I run xlock on suspend rather than on resume, seems more reliable. I'm any case, locking is trivial to bypass by pressing Control-C a few times on resume to kill xorg, hence why I also start X with "startx; exit" so that this drops to the login prompt instead of the shell.


I think this still isn't secure. Try "sleep 5; exit" and press C-Z. You won't be logged out. You probably want to use "exec startx" instead.


Thank you, I took a look at my shell man page and this is very helpful.


I'm interested to understand why. Is it because of the design of Xorg?

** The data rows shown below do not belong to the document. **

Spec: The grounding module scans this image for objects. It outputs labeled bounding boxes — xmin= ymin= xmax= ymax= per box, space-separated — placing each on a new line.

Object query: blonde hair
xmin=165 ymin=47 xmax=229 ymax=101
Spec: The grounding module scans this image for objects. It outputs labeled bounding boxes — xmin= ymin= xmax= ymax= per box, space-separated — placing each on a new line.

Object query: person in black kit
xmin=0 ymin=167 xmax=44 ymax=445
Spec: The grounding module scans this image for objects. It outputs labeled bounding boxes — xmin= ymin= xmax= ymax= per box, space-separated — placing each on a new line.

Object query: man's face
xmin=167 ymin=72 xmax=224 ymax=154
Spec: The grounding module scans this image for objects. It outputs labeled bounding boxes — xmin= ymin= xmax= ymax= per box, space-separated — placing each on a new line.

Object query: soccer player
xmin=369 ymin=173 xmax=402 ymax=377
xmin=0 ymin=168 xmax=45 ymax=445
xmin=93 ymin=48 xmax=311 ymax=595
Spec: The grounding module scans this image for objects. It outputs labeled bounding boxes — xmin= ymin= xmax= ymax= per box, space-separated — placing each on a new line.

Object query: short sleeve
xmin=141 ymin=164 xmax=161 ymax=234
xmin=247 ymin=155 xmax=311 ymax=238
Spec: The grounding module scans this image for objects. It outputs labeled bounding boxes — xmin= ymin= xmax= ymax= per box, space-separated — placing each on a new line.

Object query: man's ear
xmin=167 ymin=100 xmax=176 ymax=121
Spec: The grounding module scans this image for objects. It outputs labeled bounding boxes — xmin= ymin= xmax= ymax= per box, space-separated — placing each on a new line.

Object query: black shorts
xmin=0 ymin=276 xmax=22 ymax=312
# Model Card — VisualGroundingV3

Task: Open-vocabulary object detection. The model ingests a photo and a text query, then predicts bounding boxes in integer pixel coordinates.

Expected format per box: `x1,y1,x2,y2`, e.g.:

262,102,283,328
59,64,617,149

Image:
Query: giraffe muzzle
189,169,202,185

Yes, it's one of the reasons Wayland was created. Screensavers didn't exist when X was designed. https://www.phoronix.com/scan.php?page=news_item&px=OTI5MQ

> Right now with screensavers under X it's basically capturing the input and continually redrawing over the display. > With Wayland, Kristian plans for the lock-screen to be part of the Wayland compositor. In having the compositor handle the screensaver role, it can ensure that no window can appear atop the screensaver surface, it can properly detect idling and grabs already, and has complete control over the screen. Unlike the X design, there wouldn't even need to be a screensaver "window" that's on top but the compositor could just keep painting a black screen. For those interested in a "fancy screensaver", a plug-in could be used or an out-of-process Wayland client for drawing whatever you desire.